New York State Seal
STATE OF NEW YORK
INSURANCE DEPARTMENT
25 BEAVER STREET
NEW YORK, NEW YORK 10004

The Office of General Counsel issued the following informal opinion on February 20, 2002, representing the position of the New York State Insurance Department.

Re: Unearned Premium Reserve Requirement for Bail Bond Insurers

Question Presented:

Does an insurer have to establish an unearned premium reserve for bail bond premiums even though there is never a return premium due on a bail bond?

Conclusion:

Yes. The purpose of the unearned premium reserve requirement in N.Y. Ins. Law § 1305(a) (McKinney 2000) goes beyond simply providing a reserve for the payment of return premiums when due.

Facts:

The insurer functions as a surety for the appearance of the defendant in court on a specific return date. Once the court accepts the bond upon which the defendant is released, there is no circumstance under which the insured (defendant) has a claim of entitlement to a refund of any portion of the premium. If the defendant appears on the return date, the court has the option of allowing the defendant to remain free until the next scheduled appearance, based upon the original bond or altering the conditions of the bail including revocation. The inquirer asserts that the distinct operation of bail bonds results in the premium being fully earned at the time the bond is issued, thereby, making N.Y. Ins.
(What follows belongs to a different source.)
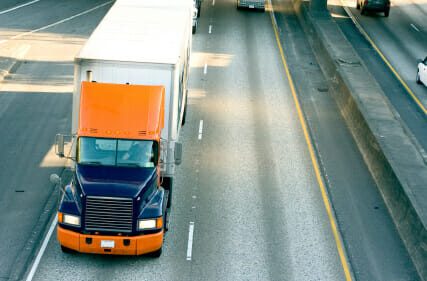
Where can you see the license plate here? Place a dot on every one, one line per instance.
(107, 244)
Law § 1305(a) (McKinney 2000) inapplicable to the bail bond business.

Analysis:

N.Y. Ins. Law § 1305(a) (McKinney 2000), which requires the establishment of an unearned premium reserve, provides:

Every authorized insurer shall, except as to reserves required under section one thousand three hundred four of this article and subject to paragraph fourteen of subsection (a) of section one thousand three hundred one of this article and other specific provisions of this chapter, maintain reserves equal to the unearned portions of the gross premiums charged on unexpired or unterminated risks and policies.

In the past, after an extensive study of the bail bond business, this Office opined that an insurer is obligated to establish an unearned premium reserve on its bail bond business on a pro-rata basis. This is done by assigning an arbitrary one year policy period to each bond written and pro-rating the premium for each bond accordingly. 1In reaching this decision, the Department relied on several fundamental principles, which still remain applicable today.

The bail bond charge, like every insurance premium, is the consideration for which the insurer assumes a stated obligation. The premium on the bail bond cannot be earned until the obligation is discharged, either by the prisoner’s appearance in court or by payment of the stipulated forfeit. Until such time as the obligation is discharged, this remains an unexpired or unterminated risk, despite the fact that the insured is never entitled to a refund of premium.

The decision is also supported by a fundamental principal of accounting that income and costs incurred in its production should be reported in a manner that reasonably relates one to the other. This is related to the concept of "matching" and is recognized by the NAIC in its Accounting Practices and Procedures Manual (Vol. 1, March 2001). The Preamble states that "Revenue should be recognized only as the earnings process of the underlying underwriting or investment business is completed. Failure to adhere to this principle can lead to distortion in financial reporting and can result in a false picture of the company’s financial condition."

The unearned premium reserve is often referred to as the reinsurance reserve because it provides a fund for the reinsurance of outstanding policies and bonds, whether voluntarily by the insurer or mandatorily by the Superintendent in the event of rehabilitation or insolvency. 43 Am. Jur. 2d Insurance § 28 (1962). Without an unearned premium reserve, the monies need to reinsure outstanding bail bonds, should that be necessary, would have to come out of either capital or surplus. This would further aggravate an impaired insurer’s financial conditional and could, in fact, push it into insolvency. Moreover, it could result in there being no monies available for the purchase of reinsurance.

For the above stated reasons, it remains the Department’s position that insurers must maintain an unearned premium reserve for their bail bond business on a pro rata basis.

For further information, you may contact Supervising Attorney Joan Siegel at the New York City Office.


1 This was a liberalization of an earlier requirement that the company reserve for 100% of all undischarged bonds without pro-rating the premium.